Affected versions: 7.7 - 7.9.1 (fixed >= 7.9.2)
Continuous transform minimize the amount of updates by querying only changed buckets, the logic uses a combination of query features for that. For terms it relies on terms query.
If a script is used in group_by instead of a field, this change detection logic causes the transform to fail (after it switches to continuous mode, not directly after start but after checkpoint 1) as it expects a field:
task encountered irrecoverable failure: field name cannot be null
Because scripts offer freedom to build a bucket key, we can't use them to detect changes on them. We could construct a script query, however this would be very expensive.

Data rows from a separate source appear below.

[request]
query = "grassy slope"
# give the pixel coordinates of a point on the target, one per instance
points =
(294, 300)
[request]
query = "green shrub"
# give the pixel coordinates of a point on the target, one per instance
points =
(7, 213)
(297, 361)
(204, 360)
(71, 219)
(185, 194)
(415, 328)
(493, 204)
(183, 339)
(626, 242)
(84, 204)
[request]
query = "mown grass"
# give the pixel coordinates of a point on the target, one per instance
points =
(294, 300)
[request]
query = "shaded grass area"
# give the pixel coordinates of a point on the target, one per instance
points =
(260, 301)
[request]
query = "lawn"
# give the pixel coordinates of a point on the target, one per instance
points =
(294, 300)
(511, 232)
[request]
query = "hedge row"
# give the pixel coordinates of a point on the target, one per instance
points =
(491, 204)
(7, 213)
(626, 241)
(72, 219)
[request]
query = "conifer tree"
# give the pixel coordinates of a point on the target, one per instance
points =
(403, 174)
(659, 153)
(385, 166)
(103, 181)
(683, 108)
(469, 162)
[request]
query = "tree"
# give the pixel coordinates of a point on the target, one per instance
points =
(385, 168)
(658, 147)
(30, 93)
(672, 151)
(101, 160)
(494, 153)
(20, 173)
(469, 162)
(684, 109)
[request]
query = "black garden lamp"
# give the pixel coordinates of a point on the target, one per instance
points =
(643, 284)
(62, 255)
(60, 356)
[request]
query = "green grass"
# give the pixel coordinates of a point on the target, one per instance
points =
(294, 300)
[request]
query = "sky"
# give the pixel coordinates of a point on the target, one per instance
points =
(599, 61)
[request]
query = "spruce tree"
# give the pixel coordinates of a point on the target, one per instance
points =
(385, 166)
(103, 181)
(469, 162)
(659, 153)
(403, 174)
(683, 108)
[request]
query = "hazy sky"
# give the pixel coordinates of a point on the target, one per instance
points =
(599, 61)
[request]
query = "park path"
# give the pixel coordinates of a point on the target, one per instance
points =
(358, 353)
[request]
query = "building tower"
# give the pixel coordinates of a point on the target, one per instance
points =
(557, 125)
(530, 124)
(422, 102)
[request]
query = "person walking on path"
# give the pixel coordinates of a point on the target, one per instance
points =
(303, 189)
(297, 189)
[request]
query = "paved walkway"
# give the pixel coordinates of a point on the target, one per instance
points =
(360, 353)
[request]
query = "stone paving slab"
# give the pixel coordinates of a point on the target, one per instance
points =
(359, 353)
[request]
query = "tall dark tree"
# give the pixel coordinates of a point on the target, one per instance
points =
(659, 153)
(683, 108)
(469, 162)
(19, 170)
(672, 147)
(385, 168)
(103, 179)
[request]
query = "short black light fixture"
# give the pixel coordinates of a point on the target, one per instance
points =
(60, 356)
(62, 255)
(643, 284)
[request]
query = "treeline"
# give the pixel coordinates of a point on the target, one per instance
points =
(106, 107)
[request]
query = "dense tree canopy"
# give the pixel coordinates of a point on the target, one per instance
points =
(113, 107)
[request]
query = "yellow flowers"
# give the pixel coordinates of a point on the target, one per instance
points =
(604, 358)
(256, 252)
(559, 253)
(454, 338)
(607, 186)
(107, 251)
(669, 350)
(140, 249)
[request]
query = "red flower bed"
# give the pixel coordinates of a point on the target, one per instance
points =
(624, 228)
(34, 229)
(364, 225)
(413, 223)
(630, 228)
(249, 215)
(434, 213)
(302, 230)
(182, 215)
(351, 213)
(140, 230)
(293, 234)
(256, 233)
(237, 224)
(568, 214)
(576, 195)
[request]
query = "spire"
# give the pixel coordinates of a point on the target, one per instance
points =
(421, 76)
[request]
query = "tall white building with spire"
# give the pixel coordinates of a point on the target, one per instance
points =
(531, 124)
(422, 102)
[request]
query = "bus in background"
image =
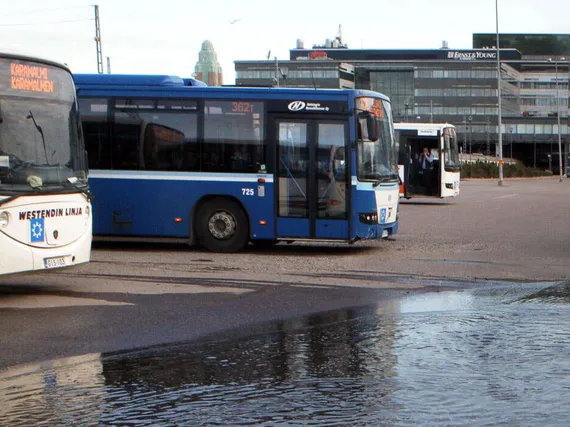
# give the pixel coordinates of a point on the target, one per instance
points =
(225, 166)
(441, 178)
(45, 208)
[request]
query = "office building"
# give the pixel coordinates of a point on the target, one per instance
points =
(450, 85)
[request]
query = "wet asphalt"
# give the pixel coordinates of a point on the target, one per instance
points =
(140, 295)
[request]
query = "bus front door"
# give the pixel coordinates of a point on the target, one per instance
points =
(313, 179)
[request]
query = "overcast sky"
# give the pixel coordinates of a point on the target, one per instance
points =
(165, 36)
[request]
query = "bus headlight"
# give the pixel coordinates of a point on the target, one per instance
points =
(4, 219)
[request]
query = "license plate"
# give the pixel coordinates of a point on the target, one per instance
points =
(54, 262)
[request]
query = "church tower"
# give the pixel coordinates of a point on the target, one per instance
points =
(208, 68)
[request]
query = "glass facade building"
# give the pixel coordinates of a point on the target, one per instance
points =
(458, 86)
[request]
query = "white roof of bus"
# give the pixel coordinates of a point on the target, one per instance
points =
(411, 125)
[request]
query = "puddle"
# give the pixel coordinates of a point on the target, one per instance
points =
(492, 355)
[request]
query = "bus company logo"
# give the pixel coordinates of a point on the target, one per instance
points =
(296, 106)
(37, 230)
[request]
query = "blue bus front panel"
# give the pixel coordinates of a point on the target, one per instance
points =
(375, 210)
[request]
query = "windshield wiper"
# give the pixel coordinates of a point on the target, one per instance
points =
(40, 130)
(390, 178)
(85, 191)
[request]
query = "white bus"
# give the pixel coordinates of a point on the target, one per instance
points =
(441, 178)
(45, 204)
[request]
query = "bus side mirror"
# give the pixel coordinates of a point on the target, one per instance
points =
(368, 126)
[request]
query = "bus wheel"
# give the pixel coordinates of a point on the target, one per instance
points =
(264, 243)
(222, 226)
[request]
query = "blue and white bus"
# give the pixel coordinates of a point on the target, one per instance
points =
(225, 166)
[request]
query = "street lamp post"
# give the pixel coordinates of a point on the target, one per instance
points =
(558, 114)
(511, 143)
(499, 118)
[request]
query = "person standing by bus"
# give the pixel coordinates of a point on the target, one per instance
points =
(426, 167)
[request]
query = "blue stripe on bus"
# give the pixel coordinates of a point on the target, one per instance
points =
(179, 176)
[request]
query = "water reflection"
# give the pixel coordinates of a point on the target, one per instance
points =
(487, 356)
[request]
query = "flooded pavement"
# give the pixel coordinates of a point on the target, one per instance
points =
(496, 355)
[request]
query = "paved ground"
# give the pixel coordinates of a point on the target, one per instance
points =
(137, 295)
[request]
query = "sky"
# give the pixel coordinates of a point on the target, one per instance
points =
(165, 37)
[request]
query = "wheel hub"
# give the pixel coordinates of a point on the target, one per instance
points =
(222, 225)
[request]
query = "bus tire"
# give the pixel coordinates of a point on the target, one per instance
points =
(222, 226)
(264, 243)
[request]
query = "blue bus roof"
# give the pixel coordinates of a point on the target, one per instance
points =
(134, 80)
(101, 84)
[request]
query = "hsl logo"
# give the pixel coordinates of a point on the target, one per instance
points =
(37, 230)
(296, 106)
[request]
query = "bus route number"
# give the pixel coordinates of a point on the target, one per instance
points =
(242, 107)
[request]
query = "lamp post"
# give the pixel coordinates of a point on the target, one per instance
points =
(499, 118)
(558, 113)
(511, 143)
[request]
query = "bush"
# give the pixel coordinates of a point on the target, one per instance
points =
(491, 170)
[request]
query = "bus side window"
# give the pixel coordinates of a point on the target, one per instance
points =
(96, 131)
(233, 137)
(126, 141)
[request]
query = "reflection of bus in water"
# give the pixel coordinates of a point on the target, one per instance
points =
(227, 166)
(442, 175)
(45, 209)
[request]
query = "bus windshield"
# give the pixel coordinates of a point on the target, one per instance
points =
(451, 150)
(40, 143)
(376, 157)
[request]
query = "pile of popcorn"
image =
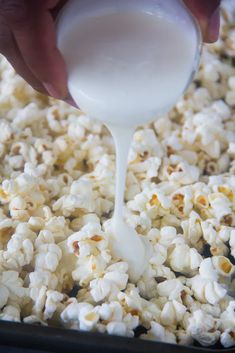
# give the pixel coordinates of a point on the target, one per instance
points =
(57, 176)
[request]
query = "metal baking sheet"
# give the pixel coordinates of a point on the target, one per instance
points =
(50, 339)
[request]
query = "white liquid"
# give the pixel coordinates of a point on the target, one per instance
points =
(127, 68)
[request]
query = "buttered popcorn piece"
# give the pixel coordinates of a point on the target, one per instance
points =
(57, 185)
(204, 328)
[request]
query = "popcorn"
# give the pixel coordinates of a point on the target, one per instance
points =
(227, 338)
(203, 328)
(172, 313)
(207, 291)
(57, 188)
(159, 333)
(184, 259)
(113, 281)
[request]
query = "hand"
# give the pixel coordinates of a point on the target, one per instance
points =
(27, 39)
(207, 13)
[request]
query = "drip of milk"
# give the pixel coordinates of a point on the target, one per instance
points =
(128, 62)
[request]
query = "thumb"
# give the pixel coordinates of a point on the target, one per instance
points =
(207, 13)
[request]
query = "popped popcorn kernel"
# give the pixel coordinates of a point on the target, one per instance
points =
(57, 185)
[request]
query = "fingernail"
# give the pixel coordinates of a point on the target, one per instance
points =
(71, 102)
(214, 25)
(52, 91)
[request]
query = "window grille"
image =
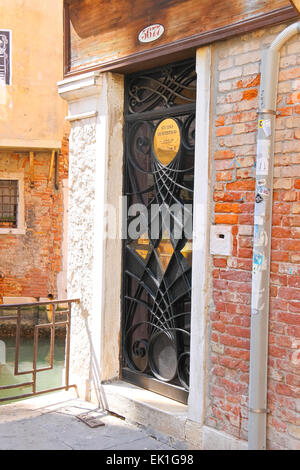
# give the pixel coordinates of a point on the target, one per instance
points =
(8, 203)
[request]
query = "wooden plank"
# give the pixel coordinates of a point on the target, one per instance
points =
(98, 39)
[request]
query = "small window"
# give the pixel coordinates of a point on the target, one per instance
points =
(8, 203)
(5, 52)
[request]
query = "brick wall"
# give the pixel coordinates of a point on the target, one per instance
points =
(236, 88)
(30, 263)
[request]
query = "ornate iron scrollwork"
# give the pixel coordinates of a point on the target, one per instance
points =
(157, 269)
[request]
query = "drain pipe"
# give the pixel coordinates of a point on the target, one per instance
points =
(257, 423)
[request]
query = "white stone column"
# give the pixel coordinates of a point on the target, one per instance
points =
(201, 224)
(94, 262)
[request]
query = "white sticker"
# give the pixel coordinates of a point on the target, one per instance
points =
(260, 209)
(263, 155)
(262, 165)
(258, 220)
(266, 125)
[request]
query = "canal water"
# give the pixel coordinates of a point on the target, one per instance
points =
(46, 379)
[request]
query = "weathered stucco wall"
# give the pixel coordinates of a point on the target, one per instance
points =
(31, 112)
(94, 268)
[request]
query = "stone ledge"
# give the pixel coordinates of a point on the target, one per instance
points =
(159, 416)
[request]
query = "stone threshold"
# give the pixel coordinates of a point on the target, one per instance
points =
(161, 417)
(164, 419)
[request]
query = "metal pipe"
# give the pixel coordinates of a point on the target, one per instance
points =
(257, 423)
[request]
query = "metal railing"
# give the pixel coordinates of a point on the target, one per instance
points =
(52, 314)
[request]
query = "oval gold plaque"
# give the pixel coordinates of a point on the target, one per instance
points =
(166, 141)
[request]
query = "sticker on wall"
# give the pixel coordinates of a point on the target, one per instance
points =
(265, 125)
(260, 208)
(263, 155)
(260, 236)
(258, 198)
(263, 191)
(151, 33)
(257, 258)
(5, 57)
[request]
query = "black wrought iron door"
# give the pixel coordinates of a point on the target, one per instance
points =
(159, 179)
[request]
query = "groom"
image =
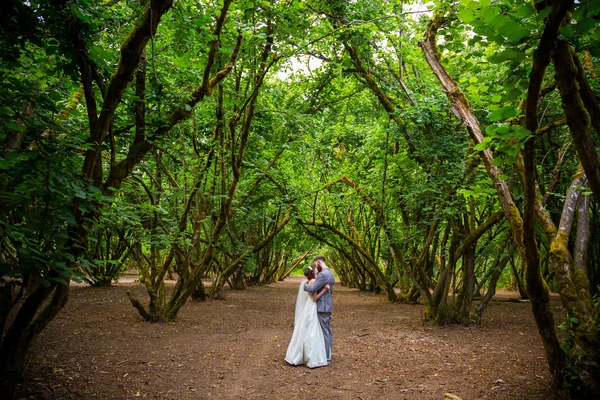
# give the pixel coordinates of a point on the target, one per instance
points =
(324, 304)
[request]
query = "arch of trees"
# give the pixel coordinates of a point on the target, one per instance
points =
(435, 153)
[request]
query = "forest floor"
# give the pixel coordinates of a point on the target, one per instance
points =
(98, 347)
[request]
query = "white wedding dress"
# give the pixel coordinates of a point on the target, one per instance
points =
(307, 345)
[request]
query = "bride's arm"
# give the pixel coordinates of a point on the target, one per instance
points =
(317, 296)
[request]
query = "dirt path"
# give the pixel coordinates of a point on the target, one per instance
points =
(99, 348)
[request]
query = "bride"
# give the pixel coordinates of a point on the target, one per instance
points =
(307, 345)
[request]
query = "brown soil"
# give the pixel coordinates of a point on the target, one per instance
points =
(99, 347)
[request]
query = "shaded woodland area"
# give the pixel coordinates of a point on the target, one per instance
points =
(433, 153)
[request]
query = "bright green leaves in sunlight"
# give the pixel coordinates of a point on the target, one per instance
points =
(584, 26)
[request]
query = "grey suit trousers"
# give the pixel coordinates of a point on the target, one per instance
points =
(325, 321)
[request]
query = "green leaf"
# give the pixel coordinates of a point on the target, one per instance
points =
(466, 15)
(568, 30)
(496, 115)
(525, 11)
(481, 146)
(509, 112)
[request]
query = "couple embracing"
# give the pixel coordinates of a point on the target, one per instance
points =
(312, 338)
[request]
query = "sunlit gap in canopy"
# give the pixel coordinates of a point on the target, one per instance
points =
(306, 64)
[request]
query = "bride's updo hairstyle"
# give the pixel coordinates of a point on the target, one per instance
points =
(308, 272)
(317, 261)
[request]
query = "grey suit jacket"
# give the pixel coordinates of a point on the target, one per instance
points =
(324, 304)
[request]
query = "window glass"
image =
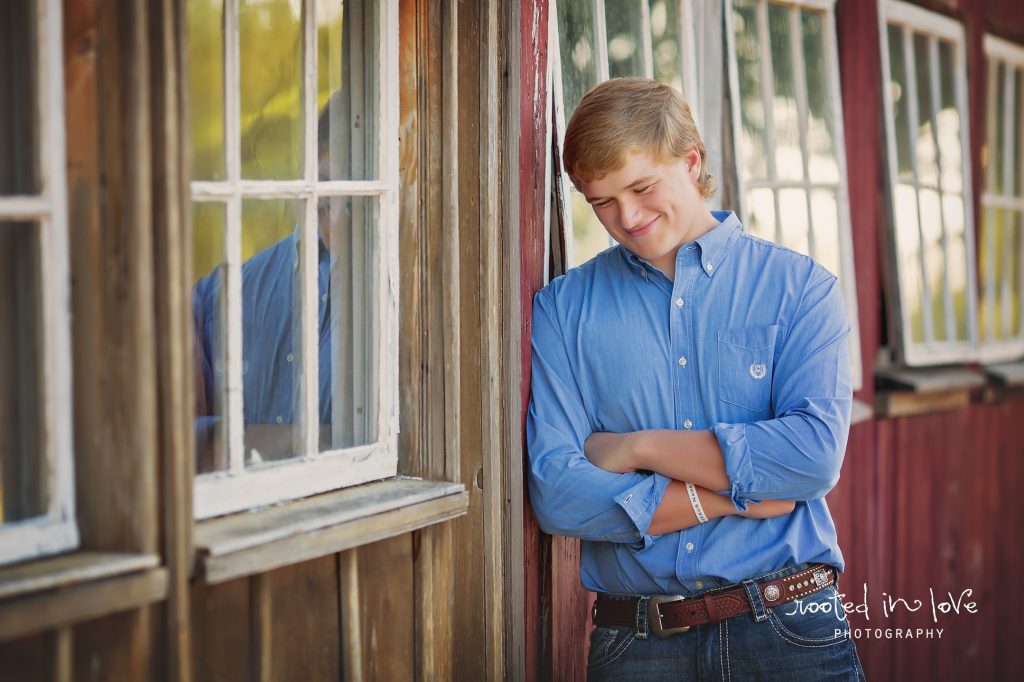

Mitigation: don't use scripts in group_by together with continuous transform. Scripts in queries are very expensive, so independent of change detection it's highly recommended to _not_ use scripts in production, but only in the development/data exploration phase.
Update: We finally decided to go with option B, keeping the other ideas for documentation.
## A Disallow scripted group_by in continuous mode
This would be easiest, however if you have only 1 scripted group_by but n non scripted group_by's this would limit functionality unnecessary.
This would let continuous mode do a full rerun if all group_by's are using a script. On larger scale this leads to performance problems. If there are other non-scripted group_by's or the amount of data is small this might still be an acceptable solution.
B.2: For this solution we could also consider using _update instead of index.
## C Implement change detection based on scripted query
I am not 100% sure this is possible. This solution would use a script query instead of a terms query. This solution might not be better than solution B: disabling change detection.
Because data might be small A would limit functionality, I therefore tend towards B. It would be possible to disallow certain combinations like only disallow if no group_by implements change detection, but again this sounds like to much of a restriction. Instead we should warn the user about potential problems. Solution C might be good in the long run, but takes significant more time to verify, implement and test, so B seems to be the best short term solution.
The user that reported the issue made a workaround for https://github.com/elastic/elasticsearch/issues/48243, therefore supporting missing_bucket should be prioritized.
Update
If transform can not apply any change detection a warning (job message + log) is raised regarding performance.
Pinging @elastic/ml-core (:ml/Transform)
FWIW: I tested the possibility to backport this change to 7.9, but unfortunately this turned into a lot of merge problems as the PR depends on other changes.
Without leaking any information about release dates, the next patch release 7.9.2 and the next minor 7.10 are not far away and there is not much time in-between them.
I therefore dropped the idea of a backport.
After revisiting the backport again, I manually backported the important bits to 7.9.2.